@lingo-reader/fb2-parser

v0.4.5

Published

2 months ago

An fb2 parser which can extract chapter contents from an fb2 file

0High
0Medium
0Low

fangfangluo

fb2 fb2-parser ebook ebook-parser

The FB2 format parser is based on references from MobileRead Wiki - FB2 and Eng:FictionBook description — FictionBook.

Overview

@lingo-reader/fb2-parser is a parser for .fb2 eBook files, designed to work in both browser and Node.js environments.

Installation

pnpm install @lingo-reader/fb2-parser

Fb2File

Usage in the Browser

import { initFb2File } from '@lingo-reader/fb2-parser'
import type { Fb2File, Fb2Spine } from '@lingo-reader/fb2-parser'

async function initFb2(file: File) {
  const fb2: Fb2File = await initFb2File(file)
  // Get the spine (chapter list)
  const spine: Fb2Spine = fb2.getSpine()
  // Load the first chapter
  const firstChapter = fb2.loadChapter(spine[0].id)
}

// See the Fb2File class for more API details

Usage in Node.js

import { initFb2File } from '@lingo-reader/fb2-parser'
import type { Fb2File, Fb2Spine } from '@lingo-reader/fb2-parser'

const fb2: Fb2File = await initFb2File('./example/many-languages.fb2')
// Get the spine (chapter list)
const spine: Fb2Spine = fb2.getSpine()
// Load the first chapter
const firstChapter = fb2.loadChapter(spine[0].id)

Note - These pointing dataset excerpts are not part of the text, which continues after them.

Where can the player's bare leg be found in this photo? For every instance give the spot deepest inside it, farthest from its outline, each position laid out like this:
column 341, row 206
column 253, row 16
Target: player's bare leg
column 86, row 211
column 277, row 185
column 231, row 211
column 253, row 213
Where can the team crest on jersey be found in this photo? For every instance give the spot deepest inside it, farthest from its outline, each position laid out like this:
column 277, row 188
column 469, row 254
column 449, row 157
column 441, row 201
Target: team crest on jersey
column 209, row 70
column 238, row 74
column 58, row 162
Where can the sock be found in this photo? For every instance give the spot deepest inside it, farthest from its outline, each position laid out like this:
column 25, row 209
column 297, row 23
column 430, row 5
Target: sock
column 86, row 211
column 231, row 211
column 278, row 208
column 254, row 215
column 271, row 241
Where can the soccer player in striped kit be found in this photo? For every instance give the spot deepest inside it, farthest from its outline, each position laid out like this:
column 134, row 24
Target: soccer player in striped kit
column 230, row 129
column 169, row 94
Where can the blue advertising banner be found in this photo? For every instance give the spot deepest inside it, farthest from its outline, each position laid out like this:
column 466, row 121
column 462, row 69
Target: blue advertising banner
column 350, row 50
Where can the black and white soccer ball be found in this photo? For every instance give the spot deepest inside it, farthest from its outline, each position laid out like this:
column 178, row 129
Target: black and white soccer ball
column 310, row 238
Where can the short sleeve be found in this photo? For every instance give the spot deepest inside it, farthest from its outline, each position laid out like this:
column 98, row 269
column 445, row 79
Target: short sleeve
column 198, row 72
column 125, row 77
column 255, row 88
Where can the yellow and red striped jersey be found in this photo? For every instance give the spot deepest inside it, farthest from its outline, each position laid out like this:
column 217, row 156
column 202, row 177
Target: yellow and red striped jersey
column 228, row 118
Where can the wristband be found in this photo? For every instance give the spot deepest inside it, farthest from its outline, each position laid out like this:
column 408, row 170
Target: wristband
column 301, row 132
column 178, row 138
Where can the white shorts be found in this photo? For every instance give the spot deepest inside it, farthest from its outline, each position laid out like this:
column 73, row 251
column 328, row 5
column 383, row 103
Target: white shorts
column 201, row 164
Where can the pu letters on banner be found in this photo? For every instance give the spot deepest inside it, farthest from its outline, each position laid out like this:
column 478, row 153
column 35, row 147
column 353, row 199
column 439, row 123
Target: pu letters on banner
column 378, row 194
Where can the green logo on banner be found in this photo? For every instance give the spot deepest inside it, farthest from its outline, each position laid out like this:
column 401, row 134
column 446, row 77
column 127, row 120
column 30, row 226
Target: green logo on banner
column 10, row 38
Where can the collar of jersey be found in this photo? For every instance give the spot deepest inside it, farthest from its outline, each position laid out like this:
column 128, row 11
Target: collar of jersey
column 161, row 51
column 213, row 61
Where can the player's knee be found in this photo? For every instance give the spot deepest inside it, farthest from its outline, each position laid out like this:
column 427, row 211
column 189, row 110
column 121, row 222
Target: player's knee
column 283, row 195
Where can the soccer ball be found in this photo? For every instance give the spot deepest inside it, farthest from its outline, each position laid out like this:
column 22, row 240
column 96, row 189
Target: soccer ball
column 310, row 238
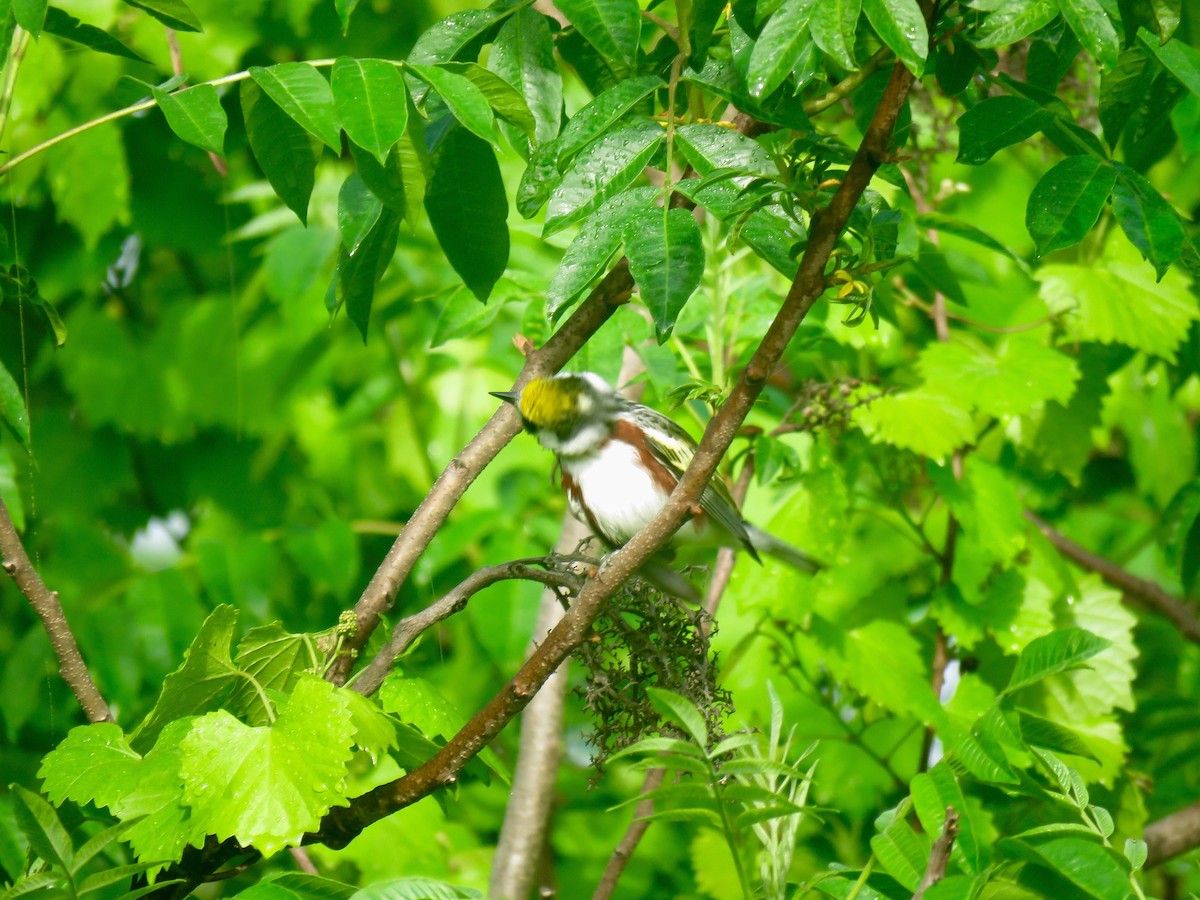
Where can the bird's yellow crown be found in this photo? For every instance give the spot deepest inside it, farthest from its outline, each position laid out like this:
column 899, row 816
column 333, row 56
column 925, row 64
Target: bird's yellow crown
column 549, row 402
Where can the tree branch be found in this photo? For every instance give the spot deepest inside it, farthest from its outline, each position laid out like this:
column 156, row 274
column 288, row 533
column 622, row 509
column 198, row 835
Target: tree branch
column 46, row 604
column 408, row 629
column 1140, row 589
column 1171, row 835
column 940, row 853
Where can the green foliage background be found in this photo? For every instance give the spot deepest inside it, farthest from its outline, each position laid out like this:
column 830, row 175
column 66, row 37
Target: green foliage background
column 208, row 435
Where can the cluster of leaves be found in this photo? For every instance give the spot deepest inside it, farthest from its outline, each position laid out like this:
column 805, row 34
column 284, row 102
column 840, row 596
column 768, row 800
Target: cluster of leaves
column 1011, row 379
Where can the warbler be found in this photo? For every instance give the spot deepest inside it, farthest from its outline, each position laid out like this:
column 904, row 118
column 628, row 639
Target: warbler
column 621, row 460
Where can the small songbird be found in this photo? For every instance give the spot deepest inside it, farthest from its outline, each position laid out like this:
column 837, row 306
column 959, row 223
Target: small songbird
column 619, row 461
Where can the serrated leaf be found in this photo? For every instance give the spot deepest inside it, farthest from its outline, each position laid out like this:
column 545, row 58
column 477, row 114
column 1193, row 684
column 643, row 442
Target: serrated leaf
column 612, row 27
column 779, row 48
column 43, row 829
column 465, row 101
column 371, row 99
column 468, row 210
column 359, row 273
column 901, row 27
column 997, row 123
column 1114, row 301
column 600, row 172
column 1067, row 201
column 12, row 407
column 666, row 258
column 681, row 712
column 1009, row 379
column 199, row 683
column 924, row 421
column 523, row 55
column 1059, row 652
column 1092, row 24
column 834, row 28
column 587, row 257
column 267, row 786
column 304, row 94
column 94, row 763
column 196, row 115
column 69, row 28
column 1149, row 221
column 172, row 13
column 598, row 117
column 283, row 149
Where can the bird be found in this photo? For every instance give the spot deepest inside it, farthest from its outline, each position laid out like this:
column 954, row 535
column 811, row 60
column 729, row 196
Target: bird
column 619, row 462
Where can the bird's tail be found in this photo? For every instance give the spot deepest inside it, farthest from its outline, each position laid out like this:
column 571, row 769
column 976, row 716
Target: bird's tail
column 769, row 544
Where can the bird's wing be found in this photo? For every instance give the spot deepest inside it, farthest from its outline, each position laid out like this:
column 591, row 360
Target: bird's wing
column 675, row 451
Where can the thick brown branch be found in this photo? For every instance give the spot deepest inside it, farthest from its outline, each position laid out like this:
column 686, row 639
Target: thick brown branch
column 1140, row 589
column 1171, row 835
column 46, row 604
column 462, row 471
column 342, row 825
column 408, row 629
column 940, row 853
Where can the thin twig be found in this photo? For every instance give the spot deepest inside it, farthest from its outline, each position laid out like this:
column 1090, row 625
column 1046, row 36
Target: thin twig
column 633, row 837
column 408, row 629
column 940, row 853
column 1140, row 589
column 46, row 604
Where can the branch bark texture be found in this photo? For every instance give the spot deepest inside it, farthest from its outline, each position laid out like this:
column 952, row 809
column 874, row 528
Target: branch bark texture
column 46, row 604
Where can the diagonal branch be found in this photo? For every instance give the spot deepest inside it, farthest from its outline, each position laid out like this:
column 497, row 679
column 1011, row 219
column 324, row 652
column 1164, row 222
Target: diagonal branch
column 46, row 604
column 1145, row 592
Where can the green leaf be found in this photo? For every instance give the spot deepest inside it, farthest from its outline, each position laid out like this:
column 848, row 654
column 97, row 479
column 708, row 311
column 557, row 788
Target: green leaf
column 94, row 763
column 12, row 407
column 267, row 786
column 779, row 48
column 1120, row 303
column 901, row 27
column 358, row 210
column 69, row 28
column 523, row 55
column 603, row 171
column 1007, row 381
column 931, row 793
column 201, row 682
column 283, row 149
column 1149, row 221
column 666, row 258
column 1067, row 201
column 1179, row 58
column 598, row 117
column 196, row 115
column 304, row 94
column 612, row 27
column 588, row 256
column 468, row 210
column 1057, row 652
column 415, row 888
column 681, row 712
column 462, row 97
column 1015, row 21
column 359, row 273
column 372, row 102
column 172, row 13
column 834, row 29
column 1123, row 90
column 924, row 421
column 1092, row 23
column 997, row 123
column 43, row 829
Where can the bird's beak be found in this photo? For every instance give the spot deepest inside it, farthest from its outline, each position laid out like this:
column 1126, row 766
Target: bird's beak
column 507, row 396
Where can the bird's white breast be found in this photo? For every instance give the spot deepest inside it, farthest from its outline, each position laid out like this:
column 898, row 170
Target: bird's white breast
column 617, row 490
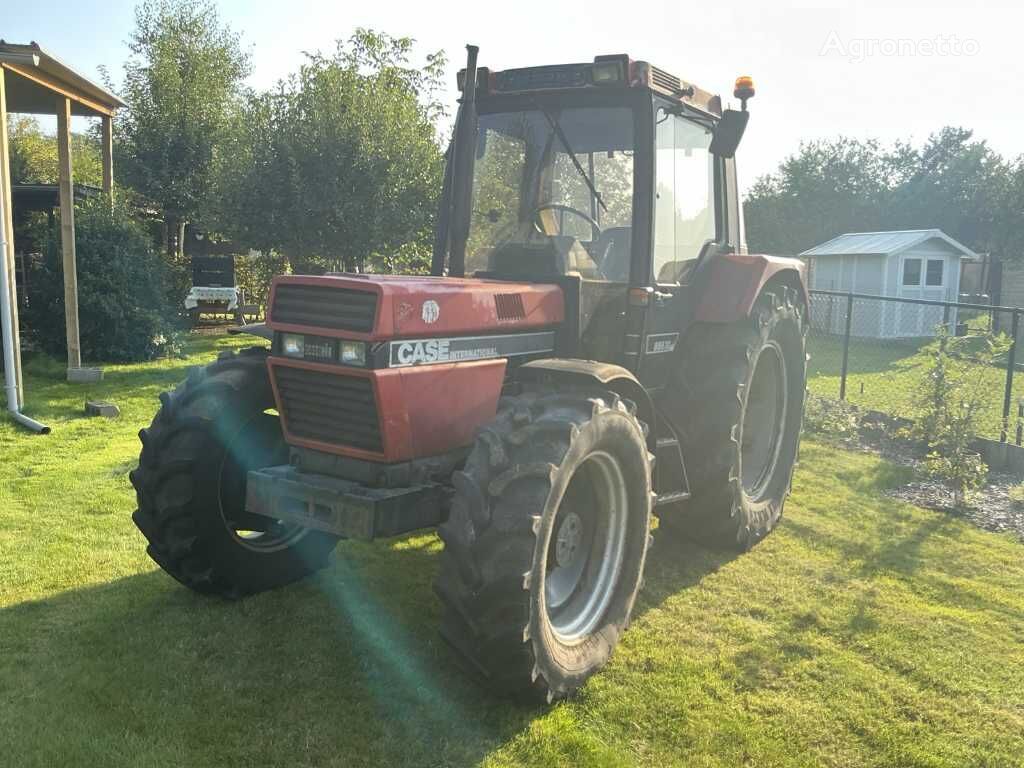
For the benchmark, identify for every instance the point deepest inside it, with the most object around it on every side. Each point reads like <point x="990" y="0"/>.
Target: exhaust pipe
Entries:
<point x="6" y="322"/>
<point x="465" y="150"/>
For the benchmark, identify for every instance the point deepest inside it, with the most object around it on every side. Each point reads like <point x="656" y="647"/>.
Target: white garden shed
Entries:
<point x="908" y="264"/>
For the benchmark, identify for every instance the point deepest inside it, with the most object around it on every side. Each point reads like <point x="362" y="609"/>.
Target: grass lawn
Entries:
<point x="887" y="375"/>
<point x="864" y="632"/>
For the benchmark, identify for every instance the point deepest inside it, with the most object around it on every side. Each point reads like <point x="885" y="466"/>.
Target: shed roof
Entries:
<point x="863" y="244"/>
<point x="36" y="76"/>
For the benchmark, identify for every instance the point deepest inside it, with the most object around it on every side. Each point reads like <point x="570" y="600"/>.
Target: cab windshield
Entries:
<point x="556" y="178"/>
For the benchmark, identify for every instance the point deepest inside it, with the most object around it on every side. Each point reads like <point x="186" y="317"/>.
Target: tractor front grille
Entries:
<point x="329" y="408"/>
<point x="324" y="306"/>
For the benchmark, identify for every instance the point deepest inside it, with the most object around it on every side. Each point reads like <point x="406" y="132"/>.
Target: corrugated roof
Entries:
<point x="862" y="244"/>
<point x="33" y="56"/>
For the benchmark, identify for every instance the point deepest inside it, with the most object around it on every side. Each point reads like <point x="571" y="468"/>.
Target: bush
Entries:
<point x="124" y="310"/>
<point x="828" y="418"/>
<point x="951" y="404"/>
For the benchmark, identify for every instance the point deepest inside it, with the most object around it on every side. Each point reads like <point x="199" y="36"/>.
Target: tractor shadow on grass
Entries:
<point x="343" y="669"/>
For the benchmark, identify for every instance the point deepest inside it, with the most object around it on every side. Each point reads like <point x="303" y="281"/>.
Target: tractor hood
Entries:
<point x="374" y="307"/>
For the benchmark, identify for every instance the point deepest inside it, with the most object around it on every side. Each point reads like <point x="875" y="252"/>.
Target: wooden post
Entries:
<point x="68" y="231"/>
<point x="108" y="152"/>
<point x="7" y="258"/>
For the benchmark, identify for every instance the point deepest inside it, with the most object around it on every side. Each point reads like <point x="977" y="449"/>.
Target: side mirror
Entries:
<point x="728" y="132"/>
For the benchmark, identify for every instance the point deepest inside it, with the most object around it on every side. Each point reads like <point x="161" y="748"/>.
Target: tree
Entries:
<point x="124" y="310"/>
<point x="953" y="182"/>
<point x="340" y="164"/>
<point x="34" y="155"/>
<point x="181" y="87"/>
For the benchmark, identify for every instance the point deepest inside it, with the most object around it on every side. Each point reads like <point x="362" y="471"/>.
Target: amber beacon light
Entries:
<point x="743" y="89"/>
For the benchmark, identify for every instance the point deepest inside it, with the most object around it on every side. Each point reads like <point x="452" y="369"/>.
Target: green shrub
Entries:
<point x="828" y="418"/>
<point x="124" y="310"/>
<point x="951" y="404"/>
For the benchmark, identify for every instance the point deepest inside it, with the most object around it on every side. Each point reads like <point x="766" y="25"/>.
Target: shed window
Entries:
<point x="911" y="271"/>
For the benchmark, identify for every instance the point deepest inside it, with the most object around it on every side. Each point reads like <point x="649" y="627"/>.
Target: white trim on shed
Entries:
<point x="909" y="263"/>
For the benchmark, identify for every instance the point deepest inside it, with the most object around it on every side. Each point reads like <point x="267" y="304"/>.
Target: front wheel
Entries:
<point x="546" y="542"/>
<point x="190" y="484"/>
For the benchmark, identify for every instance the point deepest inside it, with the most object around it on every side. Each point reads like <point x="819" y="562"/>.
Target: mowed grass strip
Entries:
<point x="890" y="375"/>
<point x="864" y="632"/>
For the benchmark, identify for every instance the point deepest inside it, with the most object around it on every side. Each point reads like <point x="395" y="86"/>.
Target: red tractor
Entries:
<point x="594" y="347"/>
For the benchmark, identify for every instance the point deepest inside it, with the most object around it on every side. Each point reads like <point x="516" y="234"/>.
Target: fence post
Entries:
<point x="846" y="345"/>
<point x="1011" y="364"/>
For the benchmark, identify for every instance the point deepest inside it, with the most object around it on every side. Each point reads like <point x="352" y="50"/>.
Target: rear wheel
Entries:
<point x="190" y="484"/>
<point x="738" y="401"/>
<point x="546" y="541"/>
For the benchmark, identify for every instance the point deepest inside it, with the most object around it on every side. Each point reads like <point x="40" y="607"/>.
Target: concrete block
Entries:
<point x="101" y="408"/>
<point x="85" y="375"/>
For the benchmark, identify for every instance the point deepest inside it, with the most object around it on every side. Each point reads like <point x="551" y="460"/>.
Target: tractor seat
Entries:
<point x="611" y="251"/>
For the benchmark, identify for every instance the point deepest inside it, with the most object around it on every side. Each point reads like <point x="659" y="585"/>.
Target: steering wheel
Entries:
<point x="595" y="227"/>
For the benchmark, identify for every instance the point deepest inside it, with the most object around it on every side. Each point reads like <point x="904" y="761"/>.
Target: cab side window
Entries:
<point x="684" y="207"/>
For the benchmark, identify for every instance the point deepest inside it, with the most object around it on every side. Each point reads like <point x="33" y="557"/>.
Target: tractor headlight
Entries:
<point x="353" y="352"/>
<point x="293" y="345"/>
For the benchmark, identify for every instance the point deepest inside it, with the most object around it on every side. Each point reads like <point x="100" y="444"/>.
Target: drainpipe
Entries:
<point x="6" y="317"/>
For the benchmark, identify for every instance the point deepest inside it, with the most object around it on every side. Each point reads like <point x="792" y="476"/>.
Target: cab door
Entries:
<point x="684" y="220"/>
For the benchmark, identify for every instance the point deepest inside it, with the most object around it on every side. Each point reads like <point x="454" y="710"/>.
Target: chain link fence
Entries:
<point x="871" y="351"/>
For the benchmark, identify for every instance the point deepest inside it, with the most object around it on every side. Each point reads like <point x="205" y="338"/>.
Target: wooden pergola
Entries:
<point x="34" y="82"/>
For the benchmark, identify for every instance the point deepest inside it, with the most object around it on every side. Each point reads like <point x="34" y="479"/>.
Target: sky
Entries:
<point x="884" y="70"/>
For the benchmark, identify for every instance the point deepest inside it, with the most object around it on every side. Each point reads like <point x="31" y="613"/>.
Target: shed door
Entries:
<point x="921" y="278"/>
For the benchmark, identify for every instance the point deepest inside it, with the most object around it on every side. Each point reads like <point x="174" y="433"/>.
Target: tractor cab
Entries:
<point x="611" y="178"/>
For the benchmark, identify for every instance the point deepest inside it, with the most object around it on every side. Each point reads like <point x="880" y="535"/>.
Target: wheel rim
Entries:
<point x="586" y="548"/>
<point x="764" y="421"/>
<point x="257" y="443"/>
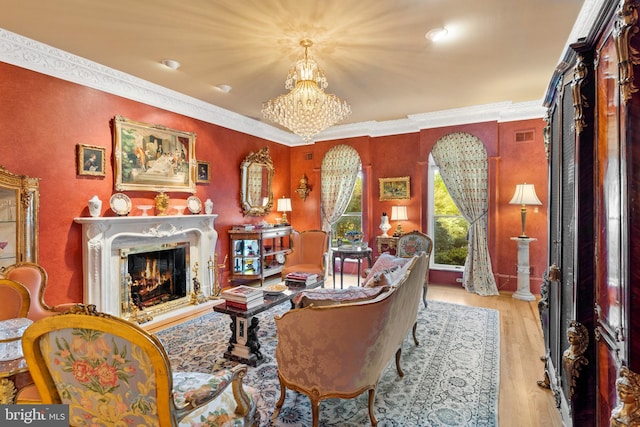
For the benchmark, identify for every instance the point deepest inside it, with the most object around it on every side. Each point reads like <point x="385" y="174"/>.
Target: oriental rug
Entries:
<point x="451" y="378"/>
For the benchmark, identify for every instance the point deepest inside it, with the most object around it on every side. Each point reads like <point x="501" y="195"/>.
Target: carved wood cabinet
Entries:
<point x="591" y="290"/>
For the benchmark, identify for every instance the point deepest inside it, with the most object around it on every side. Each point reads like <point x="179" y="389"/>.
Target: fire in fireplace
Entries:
<point x="156" y="275"/>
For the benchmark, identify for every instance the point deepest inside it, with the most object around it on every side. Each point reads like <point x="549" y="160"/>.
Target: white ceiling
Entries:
<point x="373" y="52"/>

// See the Fb2File class for more API details

initFb2File(file: string | File | Uint8Array, resourceSaveDir?: string): Promise

Initializes and parses an FB2 file. It returns an Fb2File object containing metadata, spine info, and other helper APIs.

Parameters:

file: string | File | Uint8Array – The FB2 file to load. Can be a file path (Node), File object (Browser), or Uint8Array (both).
resourceSaveDir?: string – Optional. Used in Node.js to specify where to save resources like images. Defaults to ./images.

Returns:

Promise<Fb2File> – A promise that resolves to the parsed Fb2File instance.

Note: In the browser, file must be of type File or Uint8Array. In Node.js, file must be of type string or Uint8Array. Passing the wrong type will result in an error.

Mobi Class

class Mobi {
  getFileInfo(): FileInfo
  getSpine(): Fb2Spine
  loadChapter(id: string): Fb2ProcessedChapter | undefined
  getToc(): Fb2Toc
  getCoverImage(): string
  getMetadata(): Fb2Metadata
  resolveHref(fb2Href: string): Fb2ResolvedHref | undefined
  destroy(): void
}

getFileInfo(): FileInfo

interface MobiFileInfo {
  // FB2 file name including extension
  fileName: string
}

Returns basic file information. Currently, only the fileName is provided.

getSpine(): Fb2Spine

interface Fb2SpineItem {
  id: string // Chapter ID
}
type Fb2Spine = Fb2SpineItem[]

Returns an ordered list of chapters (the "spine"). Each item includes an id that can be passed to loadChapter to load that chapter.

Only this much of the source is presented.